My son, Ben, asked me last week, “How come the bacon cooks better on Grandma’s pan?” I’d just fried up some bacon using a pan handed down from my mother, and the bacon was, as Ben noted, much more consistently cooked.
I answered my son’s question: “Value engineering,” I said with private sarcasm.
Value engineering is a concept that’s been a concern to me over the years. In engineering-speak, Value, as defined, is the ratio of function to functional cost. Value can therefore be increased either by holding cost constant while increasing function, or by reducing the functional cost without diminishing the function. However, in nearly every encounter I’ve ever had with VE the emphasis has been on reducing cost to meet price targets, with considerable license given to engineers regarding the ‘diminishing function’ decisions. In the case of the copper clad cookware, an innovative product from an earlier era, the decision to reduce the mass of the pan was clearly an attempt to reduce costs. A later VE step for this company moved the manufacture to Indonesia, an action that may have further reduced the functional cost of the product (as opposed to the total cost), but did not unfortunately save the manufacturer from bankruptcy.
There was a point in time shortly after 1975 that companies could no longer raise prices to cover cost increases, a condition described by the cost subtraction principle:
Profit = Price – Cost
Since, the customer was now setting the price, the only way to stay profitable was to reduce costs. At this point, I think, the emphasis of VE shifted away from providing value to the customer and towards retaining profits for the provider.
“What is value engineering?” Ben pursued.
“It’s a process that’s supposed to provide greater value to the customer, but has been mostly relegated to cost cutting,” I answered.

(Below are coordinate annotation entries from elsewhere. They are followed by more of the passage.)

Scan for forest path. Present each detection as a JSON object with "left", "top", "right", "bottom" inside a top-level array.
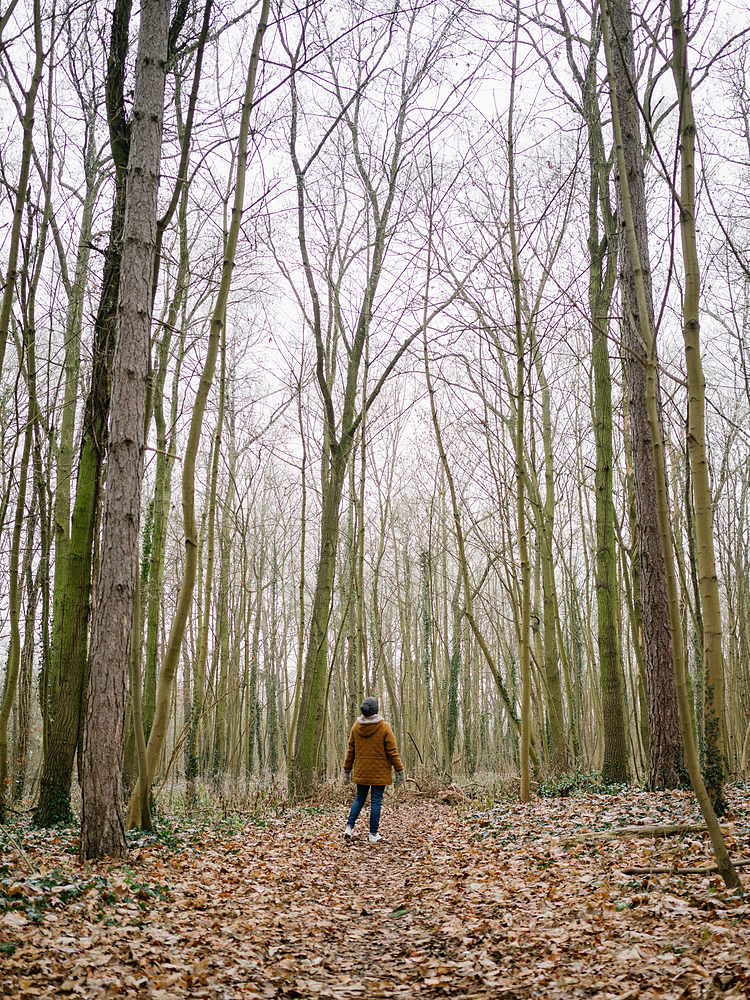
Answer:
[{"left": 0, "top": 791, "right": 750, "bottom": 1000}]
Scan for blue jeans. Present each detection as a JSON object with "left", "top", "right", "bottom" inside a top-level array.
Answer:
[{"left": 346, "top": 785, "right": 385, "bottom": 833}]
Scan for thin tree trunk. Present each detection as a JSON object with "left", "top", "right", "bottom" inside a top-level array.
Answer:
[
  {"left": 670, "top": 0, "right": 727, "bottom": 816},
  {"left": 603, "top": 0, "right": 742, "bottom": 889}
]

I’ve been a party to similar attempts at value engineering in which assumptions regarding value are made by engineers on behalf of the customer: “This or that particular material or dimension or specification doesn’t affect the function of the product.” Perhaps an aluminum part would be substituted for steel, or an operation, like machining, would be out-sourced to reduce labor costs. Or, if the crystal ball prophesied enough market potential for this value-engineered product, we’d buy a new machine to cut production cycle times. Strictly speaking, that method reduced the functional cost for a specific customer order. But the view from the factory floor was that these actions substantially increased part and process variety and product complexity, not a VE consideration.

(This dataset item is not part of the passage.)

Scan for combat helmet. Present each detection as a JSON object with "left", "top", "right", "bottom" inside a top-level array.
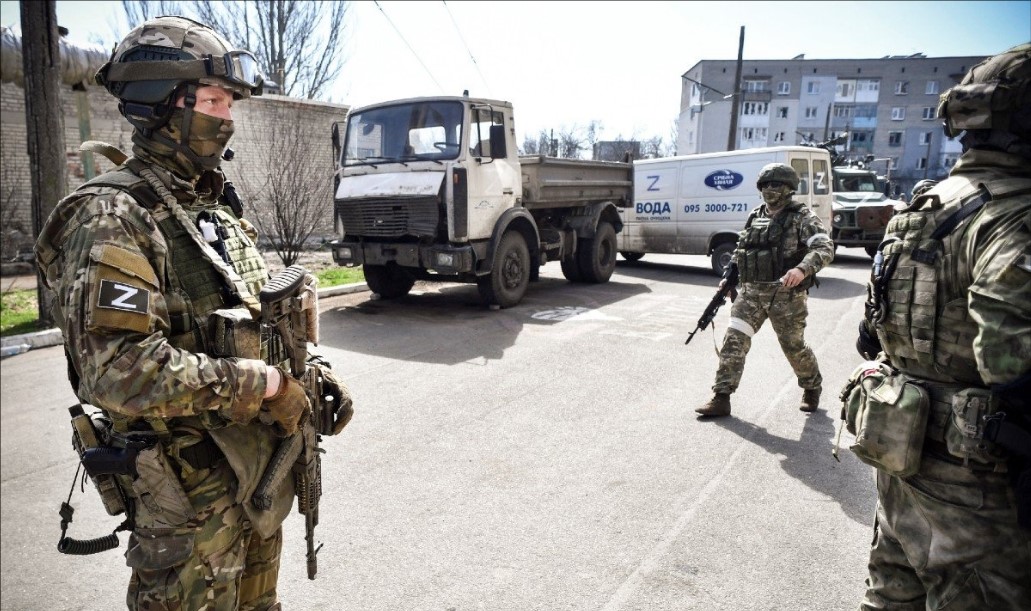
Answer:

Never did these projects arise from an intent to provide greater value to the customer. They always seemed to be taking something away, subtracting rather than adding value. So I’ve redubbed the process “Valu Ngineering”, kind of a contraction of the original term to connote taking value away from the customer in the name of adding it.
Are you value engineering or Valu Ngineering? Share a thought.

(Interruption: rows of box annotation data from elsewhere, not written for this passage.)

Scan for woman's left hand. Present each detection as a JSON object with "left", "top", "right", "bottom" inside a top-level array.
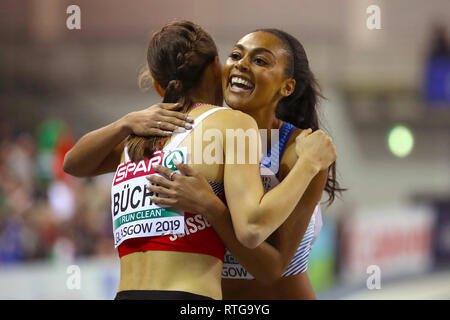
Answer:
[{"left": 147, "top": 163, "right": 224, "bottom": 218}]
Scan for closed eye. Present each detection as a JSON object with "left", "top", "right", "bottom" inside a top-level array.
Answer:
[
  {"left": 254, "top": 58, "right": 268, "bottom": 66},
  {"left": 229, "top": 52, "right": 241, "bottom": 61}
]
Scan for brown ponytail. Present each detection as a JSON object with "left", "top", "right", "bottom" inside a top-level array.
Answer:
[{"left": 127, "top": 20, "right": 218, "bottom": 162}]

BTW: Public Law 104-106 mandates Valu Ngineering in all federal agencies. : )
My first thought from the opening sentence was that Grandma’s pan was an old, well-seasoned cast iron skillet. It’s hard to beat the value and the quality from that! Which is why I keep an eye open at yard sales for one of those, instead of the cost-reduced, value-impaired versions you describe so well. Or I use my very heavy, copper-clad, nickel-steel lined French pans which perform exceedingly well, cost a lot, and will last for 50 or 100 years, providing great meals for us and our children’s families over that time.